Y peleamos, estúpidamente. Y te quejaste de mí y de la poca visión romántica que demostraba. De mi manera tan exacta de arruinar los pequeños detalles y de cómo irremediablemente, llegué a arruinarlo en cuestión de segundos. Y no fue sólo por esa inexplicable postal, sino por todo. Por todas las veces que dejé que el furor gobernara mi boca.

Y pasó. En un domingo de madrugada, te marchaste.

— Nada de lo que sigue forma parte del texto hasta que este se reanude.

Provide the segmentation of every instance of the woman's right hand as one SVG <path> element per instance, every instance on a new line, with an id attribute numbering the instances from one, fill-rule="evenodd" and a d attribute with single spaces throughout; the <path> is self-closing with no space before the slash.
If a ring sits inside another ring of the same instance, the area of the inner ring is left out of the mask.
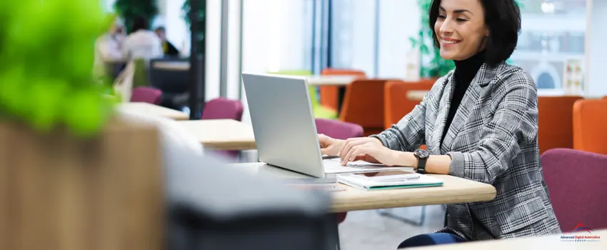
<path id="1" fill-rule="evenodd" d="M 322 134 L 318 134 L 318 142 L 321 146 L 321 154 L 329 156 L 336 156 L 339 149 L 345 141 L 333 139 Z"/>

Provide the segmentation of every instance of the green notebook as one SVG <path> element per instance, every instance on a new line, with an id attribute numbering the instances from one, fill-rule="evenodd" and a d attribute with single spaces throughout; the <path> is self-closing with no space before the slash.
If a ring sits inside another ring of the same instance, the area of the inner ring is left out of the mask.
<path id="1" fill-rule="evenodd" d="M 375 177 L 348 173 L 338 174 L 337 181 L 343 184 L 365 190 L 413 189 L 443 186 L 443 180 L 428 175 L 409 173 L 407 176 L 413 176 L 413 178 L 380 181 Z"/>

Me acuso y me lamento hasta la fecha.
Ahora lo reflexiono, y de vez en cuando me dejo llevar por la memoria que te refugia y abro de par en par las puertas del armario para acariciar tu aroma, me asomo por la sala buscando tu voz o decido callar por unos momentos intentando percibir el imaginario crujir de tus pasos por todo el lugar. Pasan los días y mi quietud se mantiene ante la tempestad, sin salida, ¡oh, pobre no hombre lleno de penas!
La culpa me regresa a aquel día. Y la locura me hace creer que pudo haber sido diferente. Entonces pienso en nosotros, nos imagino en otro escenario. Desvanezco mis errores, cambio la historia:
Yo no te levanto la voz cuando por fin te apareciste en el departamento y no te diriges enfurecida hacia el comedor. Yo no te reclamo enseguida por tu impuntualidad y no befas insinuando que alguien tiene que trabajar para pagar las cuentas. Yo no me indigno ni señalo nuestro alrededor, aclarando bruscamente quién en realidad pagó por el lugar desde un principio. no me maldices ni yo te hago segunda. Nos tomamos un respiro. me dices que amaneciendo debes de encaminarte al aeropuerto y yo no respondo sarcástico fingiendo desconcierto. no me confiesas tu enfado hacia mi desconsideración y yo no acepto frente a ti lo sumamente problemática y deficiente que me eres como pareja. No nos quedamos en silencio. Yo no te hiero y no suspiras decepcionada. No te adentras a nuestra habitación por tu bolso y no te abrigas con la chaqueta que traías del trabajo. Yo no me quedo parado, cruzado de brazos, sin tratar de remediar lo sucedido. no me lanzas una última triste mirada. Yo no pienso en disculparme sólo si lo hacías primero. te das la vuelta y dices algo sobre pasar la noche con tu amiga Elly que vive a un par de cuadras del edificio. Yo no te digo que hicieras lo que quisieras, como siempre, y no te doy la espalda. no espetas con ese tono superior: “…harías bien en medir las consecuencias de tus acciones…”4
Yo no te ignoro, mejor me dispongo a hacerte ver que es demasiado tarde para salir, que deberías quedarte para solucionarlo. no cruzas la puerta. Yo no escucho un portazo.
Yo no te dejo ir.
no caminas por la avenida sola. no derramas lágrimas sobre tus delicadas mejillas. no bajas la guardia. no eres la única en ese lado de la banqueta a duras penas alumbrada. no eres un blanco fácil. Él no camina sigiloso a unos metros detrás de ti.  Él no se acerca amenazadoramente. corres antes que él. Él no logra alcanzarte. no forcejeas y le entregas tu bolso. Él no te advierte con dañarte. Él no te apunta con el arma. gritas, pides ayuda.
Él no dispara.
Vivo con un dolor ficticio. Dichoso yo fuese si en realidad hubiera experimentado tu abandono. De otro, que fueras tú de otro5, ¡qué cosa preferiría más!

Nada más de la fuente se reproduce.